Smokers revert back to a pack a day when they crack. Alcoholics drink the well dry. Maybe I’m going to make myself so ill that I land myself back in hospital again. I don’t feel anything when I think about that. I just feel…
flat
. I only experience a spike of true emotion when I think about driving my rental car down that street in that small town, and seeing those familiar houses with their colonial pillars and their wide sweeping lawns, and their marshy boat launches out the back. That’s when I feel like I’ve completely lost control of my body.
 

“Ma’am? Ma’am, are you okay? Your breathing sounds fast all of a sudden.” The large woman in the seat next to me has kind eyes. They’re full of concern as she stares at me through her circa nineteen-eighty huge horn-rimmed glasses. “I wouldn’t normally say anything, sweetie, but you’ve been fidgeting since we took off. You just don’t seem like you’re havin’ a good time at all. Are you afraid of flying? That what it is?”

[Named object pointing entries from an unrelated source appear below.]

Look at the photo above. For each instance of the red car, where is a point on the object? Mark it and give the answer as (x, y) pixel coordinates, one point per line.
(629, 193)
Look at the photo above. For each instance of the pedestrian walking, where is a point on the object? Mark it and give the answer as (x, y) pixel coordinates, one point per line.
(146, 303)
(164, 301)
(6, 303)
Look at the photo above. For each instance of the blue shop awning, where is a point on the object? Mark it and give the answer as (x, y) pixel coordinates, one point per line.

I just stare back at her dumbly for a moment before her words filter through to my brain. “Yes. Yeah, I hate flying. I get really anxious.”

The woman nods. She leans in close, beckoning me to do the same. “You want some Klonopin, sweetheart? I always get some for when I’m flying. I have a stash in my purse.”

I’m about to say no, fully intend on doing so, but then I find I’m nodding, holding out my hand, and the woman with the horn-rimmed glasses in the seat next to me is tipping small white pills into my palm. I don’t even know how it happens. “There we go, sweetie. There’s six. You can keep ‘em for next time. Don’t go crazy now, though. Don’t go takin’ ‘em all at once. I don’t want to be responsible for you dyin’ in your sleep now.”
 

“Oh, I’ll be careful. I promise.” If I were going to kill myself, I’d do it the same way my mother did. I’d drive my car off a bridge and have done with it. There would be some kind of symmetry in that, I think. I can’t tell her that, though. I learned a while back that you can’t just say whatever the hell you’re thinking or people will assume you’re mentally disturbed.
 

The woman—her name is Margo—gives me her tiny plane sized bottle of water to drink down my nefariously gained medication, and then she talks to me for thirty minutes about her cats. No children to speak of, Margo has replaced her non-existent progeny with some fur babies that she seems remarkably proud of. I tell her that I’m allergic, and she makes this terrible moaning sound, as though she’s putting herself in my shoes, imagining being without her precious kitties, never able to pet them again, betrayed by her own body.

“You poor, sweet child,” she says. “What about dogs? Can you do dogs?”

I feel like I should object to the term, ‘do dogs,’ because it sounds sexual and I definitely don’t want to have sex with dogs, but in the end I don’t bother. Margo wouldn’t understand, and I don’t particularly want to discuss sex and dogs in the same sentence with her. Instead, I tell her that, yes, I can ‘do dogs’ and that my boyfriend has a German Shepherd. Ben doesn’t have a dog at all, but lying seems to be a smart way to fill the time right now.
 

When we land in Charleston, I’ve made up so much shit about this pretend animal that I’m actually thinking about getting a dog. Margo says goodbye when we’re let off the plane, and I leave her in the dust as I barrel down the hallway, heading for the rentals desk. News of my father’s death came suddenly. I wasn’t expecting it, so I didn’t really have time to book a vehicle. Thankfully, when I get to the desk, they have plenty of options to choose from. Maybe it’s the Klonopin, or maybe it’s the fact that I really don’t want to be here and I was just thinking about driving myself off a bridge, but I decide on the most powerful, ridiculously high end, dangerous car they have—a Porsche Cayman. I’ve never driven anything so ostentatious or blatantly stupid before. I’m genuinely surprised that they even have a car so likely to get wrapped around a lamppost.